Ravel, Gaspard de la nuit

Composition : 1908, d’après Gaspard de la nuit, fantaisies à la manière de Rembrandt et de Callot, d’Aloysius Bertrand (1842, posthume).
Dédicace : à Harold Bauer (I), Jean Marnold (II) et Rudolf Ganz (III).
Création : Paris, salle Érard, dans le cadre de la Société nationale, 9 janvier 1909, par Ricardo Viñes.

En tant que chef d’orchestre, Pierre Boulez a régulièrement dirigé et enregistré les œuvres de Ravel. Certaines à plusieurs reprises. Il est alors curieux qu’il n’ait pas plus souvent fait mention, dans ses écrits, du compositeur du Boléro et de La Valse. Associé à Stravinsky ou à Debussy, Ravel était présenté comme un «novateur». Un de ces créateurs capables de refuser «la pesanteur d’un héritage servilement assumé» et préférant «une aurore vierge au somptueux coucher du soleil du romantisme» (Le Regard français, 1991). Mais, pour Pierre Boulez, Ravel pouvait aussi sacrifier à la nostalgie. C’était la raison pour laquelle son avis sur La Valse pouvait être partagé, la pièce renouant avec des charmes désuets sous prétexte de célébrer la fin d’une époque.

Dans la biographie qu’il a consacrée à Ravel en 1948, Roland Manuel abordait déjà cette sensibilité ravélienne : «Ravel a déjà le goût du sujet romantique, à quoi nous le verrons s’attacher toujours davantage. Il le traite d’autant mieux qu’il le voit du dehors. Le romantisme lui apparaît comme un fauve à dompter

Avec Gaspard de la nuit, Ravel s’approprie le recueil éponyme d’Aloysius Bertrand, publié de façon posthume en 1842 comme des «fantaisies à la manière de Rembrandt et de Callot», puisant à la fois dans le cycle poétique et dans les «pièces détachées» publiées à sa suite. L’écrivain semblait y rêver son Moyen Âge, mêlant les images romantiques, gothiques ou populaires pour questionner et réinventer le présent.

Avec «Ondine», Ravel retrouve cette ambiance aquatique qui lui est chère ; avec «Le Gibet», il imagine une déclinaison de sonorités sur une seule note, glas funèbre qu’il convient de faire résonner de manière sans cesse différente. «Sans presser ni ralentir jusqu’à la fin» : dans une temporalité glacée, Maurice Ravel réduit la palette des nuances, jamais ne dépasse le mezzo-forte.
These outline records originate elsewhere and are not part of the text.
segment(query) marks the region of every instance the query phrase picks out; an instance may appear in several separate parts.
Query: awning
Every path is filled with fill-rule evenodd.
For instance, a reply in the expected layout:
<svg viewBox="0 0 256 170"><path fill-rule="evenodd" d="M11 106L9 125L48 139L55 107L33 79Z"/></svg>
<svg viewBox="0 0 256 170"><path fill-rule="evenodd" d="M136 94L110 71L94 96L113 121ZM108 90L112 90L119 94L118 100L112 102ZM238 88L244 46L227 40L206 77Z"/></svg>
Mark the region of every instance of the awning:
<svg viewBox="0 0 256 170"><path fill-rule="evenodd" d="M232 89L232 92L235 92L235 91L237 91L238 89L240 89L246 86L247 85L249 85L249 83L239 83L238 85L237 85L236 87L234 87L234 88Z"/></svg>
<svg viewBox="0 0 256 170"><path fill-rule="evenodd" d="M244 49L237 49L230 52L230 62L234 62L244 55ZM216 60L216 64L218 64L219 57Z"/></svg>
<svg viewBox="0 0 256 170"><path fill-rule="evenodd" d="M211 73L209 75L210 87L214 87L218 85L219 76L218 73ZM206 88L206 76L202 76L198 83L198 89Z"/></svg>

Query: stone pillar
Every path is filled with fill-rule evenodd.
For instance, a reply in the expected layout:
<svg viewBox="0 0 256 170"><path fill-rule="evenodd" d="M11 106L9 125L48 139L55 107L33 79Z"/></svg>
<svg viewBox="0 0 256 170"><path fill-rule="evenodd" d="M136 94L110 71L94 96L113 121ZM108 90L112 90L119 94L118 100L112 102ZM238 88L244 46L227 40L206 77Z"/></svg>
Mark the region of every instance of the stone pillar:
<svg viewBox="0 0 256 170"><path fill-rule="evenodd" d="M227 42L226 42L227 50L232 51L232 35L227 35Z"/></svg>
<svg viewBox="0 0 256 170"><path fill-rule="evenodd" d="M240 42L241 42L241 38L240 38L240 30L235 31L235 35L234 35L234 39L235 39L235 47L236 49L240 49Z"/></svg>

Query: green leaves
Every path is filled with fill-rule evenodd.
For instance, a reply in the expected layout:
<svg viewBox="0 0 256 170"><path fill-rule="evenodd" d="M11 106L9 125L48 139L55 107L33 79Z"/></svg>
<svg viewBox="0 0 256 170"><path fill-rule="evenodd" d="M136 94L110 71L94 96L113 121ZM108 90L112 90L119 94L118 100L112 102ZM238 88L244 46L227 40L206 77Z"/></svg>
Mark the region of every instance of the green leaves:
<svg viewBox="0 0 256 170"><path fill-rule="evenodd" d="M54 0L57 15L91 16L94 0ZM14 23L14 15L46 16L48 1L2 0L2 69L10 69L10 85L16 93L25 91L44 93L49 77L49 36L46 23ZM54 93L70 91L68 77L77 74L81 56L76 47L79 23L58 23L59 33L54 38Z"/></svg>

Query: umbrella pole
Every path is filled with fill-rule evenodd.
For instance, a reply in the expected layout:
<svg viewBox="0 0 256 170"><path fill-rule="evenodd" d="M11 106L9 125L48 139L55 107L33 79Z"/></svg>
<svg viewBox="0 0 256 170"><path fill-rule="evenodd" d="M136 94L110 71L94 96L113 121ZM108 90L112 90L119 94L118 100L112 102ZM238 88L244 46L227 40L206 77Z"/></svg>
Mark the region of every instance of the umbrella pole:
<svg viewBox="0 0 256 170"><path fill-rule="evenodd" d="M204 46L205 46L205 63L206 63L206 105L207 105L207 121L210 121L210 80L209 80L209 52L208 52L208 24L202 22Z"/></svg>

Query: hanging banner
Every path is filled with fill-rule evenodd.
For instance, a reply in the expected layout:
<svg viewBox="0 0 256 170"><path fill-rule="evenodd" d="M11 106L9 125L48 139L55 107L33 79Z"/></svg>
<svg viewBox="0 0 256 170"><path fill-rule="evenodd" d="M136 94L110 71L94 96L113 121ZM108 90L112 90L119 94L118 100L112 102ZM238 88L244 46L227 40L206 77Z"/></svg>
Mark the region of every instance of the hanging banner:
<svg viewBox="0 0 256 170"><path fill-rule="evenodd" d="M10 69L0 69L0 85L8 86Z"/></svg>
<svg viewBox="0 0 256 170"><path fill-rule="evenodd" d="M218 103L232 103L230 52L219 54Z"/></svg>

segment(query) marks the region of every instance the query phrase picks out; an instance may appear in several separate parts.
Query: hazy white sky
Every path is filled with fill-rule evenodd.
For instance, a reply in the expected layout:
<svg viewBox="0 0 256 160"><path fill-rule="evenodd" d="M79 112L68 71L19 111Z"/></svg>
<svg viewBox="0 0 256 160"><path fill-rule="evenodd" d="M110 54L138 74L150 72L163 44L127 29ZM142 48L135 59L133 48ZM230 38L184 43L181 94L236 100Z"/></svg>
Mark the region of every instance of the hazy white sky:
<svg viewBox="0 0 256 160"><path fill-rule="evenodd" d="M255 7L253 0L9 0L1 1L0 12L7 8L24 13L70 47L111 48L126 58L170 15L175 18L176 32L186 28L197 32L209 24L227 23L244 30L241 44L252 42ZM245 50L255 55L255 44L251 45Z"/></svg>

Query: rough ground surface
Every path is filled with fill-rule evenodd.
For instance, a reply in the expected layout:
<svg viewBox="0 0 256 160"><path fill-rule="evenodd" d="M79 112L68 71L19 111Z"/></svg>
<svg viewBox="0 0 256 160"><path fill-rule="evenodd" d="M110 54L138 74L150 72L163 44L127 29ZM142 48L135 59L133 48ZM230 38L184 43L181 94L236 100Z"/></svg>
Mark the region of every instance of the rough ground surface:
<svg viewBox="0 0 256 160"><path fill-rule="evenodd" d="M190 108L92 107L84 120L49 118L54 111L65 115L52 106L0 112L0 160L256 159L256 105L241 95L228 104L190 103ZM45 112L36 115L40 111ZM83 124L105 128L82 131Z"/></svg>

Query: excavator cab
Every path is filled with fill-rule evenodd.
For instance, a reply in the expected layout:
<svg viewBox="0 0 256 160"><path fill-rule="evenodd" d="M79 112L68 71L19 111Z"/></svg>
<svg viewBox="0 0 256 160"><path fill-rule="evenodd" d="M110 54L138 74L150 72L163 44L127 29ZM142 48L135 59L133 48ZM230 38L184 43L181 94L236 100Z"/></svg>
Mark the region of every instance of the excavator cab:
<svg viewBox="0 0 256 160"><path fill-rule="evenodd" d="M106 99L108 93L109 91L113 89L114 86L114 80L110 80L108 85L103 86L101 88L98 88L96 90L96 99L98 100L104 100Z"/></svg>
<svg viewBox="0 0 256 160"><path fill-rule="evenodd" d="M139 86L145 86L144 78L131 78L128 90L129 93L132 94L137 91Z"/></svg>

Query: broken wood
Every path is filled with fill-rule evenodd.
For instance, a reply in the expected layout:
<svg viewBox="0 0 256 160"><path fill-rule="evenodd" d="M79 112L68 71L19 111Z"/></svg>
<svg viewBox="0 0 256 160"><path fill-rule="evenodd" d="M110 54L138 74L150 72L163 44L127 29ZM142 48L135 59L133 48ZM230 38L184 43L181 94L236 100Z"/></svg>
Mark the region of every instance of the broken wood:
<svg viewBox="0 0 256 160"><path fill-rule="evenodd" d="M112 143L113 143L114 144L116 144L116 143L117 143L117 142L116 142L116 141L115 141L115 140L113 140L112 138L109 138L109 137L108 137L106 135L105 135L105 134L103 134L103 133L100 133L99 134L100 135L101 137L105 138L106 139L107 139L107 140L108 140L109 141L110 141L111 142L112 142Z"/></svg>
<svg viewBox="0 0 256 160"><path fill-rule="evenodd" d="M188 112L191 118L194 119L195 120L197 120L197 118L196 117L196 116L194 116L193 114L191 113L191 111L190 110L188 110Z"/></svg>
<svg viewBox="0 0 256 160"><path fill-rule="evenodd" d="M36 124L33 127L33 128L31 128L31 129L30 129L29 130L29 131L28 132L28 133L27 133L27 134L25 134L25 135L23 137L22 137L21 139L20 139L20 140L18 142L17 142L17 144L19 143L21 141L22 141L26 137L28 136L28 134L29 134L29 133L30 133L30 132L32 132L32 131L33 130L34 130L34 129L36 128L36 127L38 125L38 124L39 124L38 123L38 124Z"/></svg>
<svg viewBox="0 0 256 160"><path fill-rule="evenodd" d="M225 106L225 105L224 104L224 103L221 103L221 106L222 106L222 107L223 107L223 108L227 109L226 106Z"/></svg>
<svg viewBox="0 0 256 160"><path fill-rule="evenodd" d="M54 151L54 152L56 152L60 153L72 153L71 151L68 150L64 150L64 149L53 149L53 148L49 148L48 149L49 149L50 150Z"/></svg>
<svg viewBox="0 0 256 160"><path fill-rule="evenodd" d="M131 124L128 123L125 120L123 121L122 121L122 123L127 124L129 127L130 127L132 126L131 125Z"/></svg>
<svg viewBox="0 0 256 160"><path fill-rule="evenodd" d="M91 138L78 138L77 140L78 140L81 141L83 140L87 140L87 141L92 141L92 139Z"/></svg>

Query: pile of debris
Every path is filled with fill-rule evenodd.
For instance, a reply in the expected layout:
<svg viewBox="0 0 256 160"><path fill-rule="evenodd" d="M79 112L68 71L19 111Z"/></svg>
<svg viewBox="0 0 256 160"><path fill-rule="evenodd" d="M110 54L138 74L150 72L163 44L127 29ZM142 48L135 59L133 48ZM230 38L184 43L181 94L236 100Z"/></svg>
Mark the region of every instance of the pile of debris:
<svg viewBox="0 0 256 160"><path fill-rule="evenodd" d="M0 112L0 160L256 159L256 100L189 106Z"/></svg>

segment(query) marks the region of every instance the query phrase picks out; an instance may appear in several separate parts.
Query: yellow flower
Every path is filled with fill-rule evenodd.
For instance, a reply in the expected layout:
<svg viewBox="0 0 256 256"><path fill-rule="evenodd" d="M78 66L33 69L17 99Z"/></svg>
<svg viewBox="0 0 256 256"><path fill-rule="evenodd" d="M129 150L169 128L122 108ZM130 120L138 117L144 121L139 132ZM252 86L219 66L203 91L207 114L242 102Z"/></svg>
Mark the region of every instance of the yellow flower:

Gnome grimaçant, «Scarbo» conclut le songe avec fantaisie et grande virtuosité. Ravel se souvient de ce que lui disait son ami pianiste Ricardo Viñes : «Il m’assurait que, s’il observait les nuances et les mouvements que je voulais, “Le Gibet” embêterait le public. Il n’a jamais voulu en démordre.» Soucieux du respect de la partition et de l’auteur, Ravel s’est parfois disputé avec ses interprètes. Ainsi avec Wittgenstein à propos du Concerto pour la main gauche. Il n’aimait pas que les instrumentistes prennent trop de liberté avec le texte. C’était là un trait de caractère dans lequel Pierre Boulez a pu se reconnaître, lui-même n’ayant cessé de s’interroger, en tant que compositeur et chef, sur la place de chacun.